Union officials and NJ Transit negotiators announced they had reached a tentative contract deal, averting what could have been its first strike since 1983.
"You can all smile now," Stephen Burkert, a spokesman for the labor coalition, told reporters shortly before 7 p.m. Friday. "We have reached a tentative agreement. Thankfully for the commuters of NJ transit the crisis is averted. We thank our members for having faith in us in solidarity. We're going home to our families."
The agreement means trains will keep running after the union's strike deadline of 12:01 a.m. Sunday — a relief for the transit agency's 160,000 rail commuters, many of whom finished the work week without knowing how they'd get to work Monday.
NJ Transit had put contingency plans into place, but warned they could only accommodate 38 percent of the commuters who ride into Penn Station.

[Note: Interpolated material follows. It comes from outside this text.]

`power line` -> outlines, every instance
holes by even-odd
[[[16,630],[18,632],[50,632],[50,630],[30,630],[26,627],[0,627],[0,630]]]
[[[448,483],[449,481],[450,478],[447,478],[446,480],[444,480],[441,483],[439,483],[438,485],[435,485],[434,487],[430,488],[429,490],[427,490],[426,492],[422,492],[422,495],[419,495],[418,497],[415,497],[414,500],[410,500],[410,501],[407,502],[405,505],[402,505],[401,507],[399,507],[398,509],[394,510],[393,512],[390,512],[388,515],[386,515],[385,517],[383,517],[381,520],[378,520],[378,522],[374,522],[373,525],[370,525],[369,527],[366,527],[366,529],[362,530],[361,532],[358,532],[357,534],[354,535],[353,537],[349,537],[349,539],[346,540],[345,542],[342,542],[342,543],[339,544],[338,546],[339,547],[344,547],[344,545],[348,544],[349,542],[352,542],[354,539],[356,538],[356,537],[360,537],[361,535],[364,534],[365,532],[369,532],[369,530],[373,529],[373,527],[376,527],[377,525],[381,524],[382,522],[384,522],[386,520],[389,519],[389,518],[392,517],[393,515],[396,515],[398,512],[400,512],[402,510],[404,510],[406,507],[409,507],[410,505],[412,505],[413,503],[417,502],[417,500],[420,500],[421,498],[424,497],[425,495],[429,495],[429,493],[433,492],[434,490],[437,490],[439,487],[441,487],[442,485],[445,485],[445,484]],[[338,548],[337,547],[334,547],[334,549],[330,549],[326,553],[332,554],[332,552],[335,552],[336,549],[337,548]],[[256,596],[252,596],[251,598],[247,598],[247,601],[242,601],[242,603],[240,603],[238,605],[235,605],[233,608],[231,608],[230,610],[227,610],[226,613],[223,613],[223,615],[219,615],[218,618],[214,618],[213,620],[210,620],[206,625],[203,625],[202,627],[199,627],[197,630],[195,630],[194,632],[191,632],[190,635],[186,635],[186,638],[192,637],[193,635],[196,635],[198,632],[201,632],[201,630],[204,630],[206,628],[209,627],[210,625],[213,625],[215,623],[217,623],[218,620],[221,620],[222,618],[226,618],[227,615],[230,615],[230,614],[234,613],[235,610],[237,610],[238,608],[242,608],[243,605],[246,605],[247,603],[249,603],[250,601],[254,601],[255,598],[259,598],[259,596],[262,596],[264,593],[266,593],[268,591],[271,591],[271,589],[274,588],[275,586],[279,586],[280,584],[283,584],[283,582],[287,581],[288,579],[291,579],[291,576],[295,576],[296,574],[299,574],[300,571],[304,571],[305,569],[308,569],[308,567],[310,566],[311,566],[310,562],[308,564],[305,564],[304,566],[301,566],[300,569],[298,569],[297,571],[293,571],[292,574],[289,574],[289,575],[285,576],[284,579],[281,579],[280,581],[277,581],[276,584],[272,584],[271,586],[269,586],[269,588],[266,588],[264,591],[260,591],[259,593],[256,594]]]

No financial deals of the contract were immediately released, and it was not immediately clear how NJ Transit would pay for the wage increase. The agency had previously said it could not afford a substantial raise for workers without raising fares.
Martin Robins, a founder of NJ Transit, said the agency's finances are precarious — and he worried about where the agency would find the money. "Operating funding is at the heart of what this dispute (has been) about," he said. "Because there have been five years of no agreement, the retroactivity aspect of the settlement just keeps mounting and mounting and mounting."
The 4,200 rail workers, who are represented by 11 different unions, have been without a contract since 2011.